Research projects

In this project, we propose that hydrothermal vents acted as the womb and cradle of primitive life. We suggest that ions released by these vents self-assembled with biopolymers produced by cyanobacteria, forming structures known as sponge/stromatolite mimetic tubules (SMT). These SMTs could have served as templates for the colonization and evolution of unicellular organisms into more complex forms, such as marine sponges. To explore this hypothesis, model SMTs will be fabricated via chemobrionic chemistry, generating silicate-phosphate tubules intercalated with biopolymers. The surface of the SMTs will be functionalized using advanced techniques such as click chemistry and bioconjugation (including biotin-avidin chemistry) to optimize cell adhesion. This hypothesis will be tested by culturing the choanoflagellate cell line Salpingoeca rosetta on SMTs, and the resulting assemblies will be analyzed using cutting-edge techniques such as laser confocal microscopy and live imaging. Additionally, the potential of SMTs in tissue engineering will be evaluated as scaffolds for 3D cultures of human fibroblasts.
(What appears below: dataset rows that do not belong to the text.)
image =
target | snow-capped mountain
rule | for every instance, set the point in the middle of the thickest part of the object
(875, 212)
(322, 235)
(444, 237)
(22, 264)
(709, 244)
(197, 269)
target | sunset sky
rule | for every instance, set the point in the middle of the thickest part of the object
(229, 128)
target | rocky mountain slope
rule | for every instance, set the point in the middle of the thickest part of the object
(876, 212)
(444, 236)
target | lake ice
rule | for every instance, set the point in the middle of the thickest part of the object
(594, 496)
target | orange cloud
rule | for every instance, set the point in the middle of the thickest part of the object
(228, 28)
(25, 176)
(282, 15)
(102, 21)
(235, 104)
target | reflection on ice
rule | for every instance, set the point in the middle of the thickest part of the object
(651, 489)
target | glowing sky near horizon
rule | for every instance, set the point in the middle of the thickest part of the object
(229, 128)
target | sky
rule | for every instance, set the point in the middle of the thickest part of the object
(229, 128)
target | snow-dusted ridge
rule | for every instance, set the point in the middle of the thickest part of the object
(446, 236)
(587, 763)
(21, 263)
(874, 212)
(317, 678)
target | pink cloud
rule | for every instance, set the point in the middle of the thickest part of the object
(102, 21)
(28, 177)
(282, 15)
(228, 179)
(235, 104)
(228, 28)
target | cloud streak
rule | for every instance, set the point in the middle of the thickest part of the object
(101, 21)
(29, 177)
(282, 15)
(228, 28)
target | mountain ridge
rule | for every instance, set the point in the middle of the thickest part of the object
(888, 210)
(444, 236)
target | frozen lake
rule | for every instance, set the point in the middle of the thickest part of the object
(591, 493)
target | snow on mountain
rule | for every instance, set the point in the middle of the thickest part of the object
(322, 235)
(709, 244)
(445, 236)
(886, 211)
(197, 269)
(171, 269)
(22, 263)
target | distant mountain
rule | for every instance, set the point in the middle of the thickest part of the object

Ultimately, the synthesized SMTs could not only be applied in biomedicine but also represent an innovative educational tool to foster undergraduate student interest in frontier research. The proposed research has the potential to revolutionize our understanding of three key areas of science: the origin of life, bioengineering, and biomolecular materials. By recreating environments that may have existed at the dawn of life on Earth, this work may offer a unique window into the evolutionary mechanisms that transformed unicellular organisms into complex multicellular structures. Furthermore, the developed scaffolding technology not only contributes to the design of advanced biomimetic systems but also offers practical solutions to challenges in tissue engineering and the development of personalized implants. Finally, the innovative tools and materials derived from this research have the potential to significantly influence the design of functional materials, from medical devices to sustainable technologies in various interdisciplinary fields.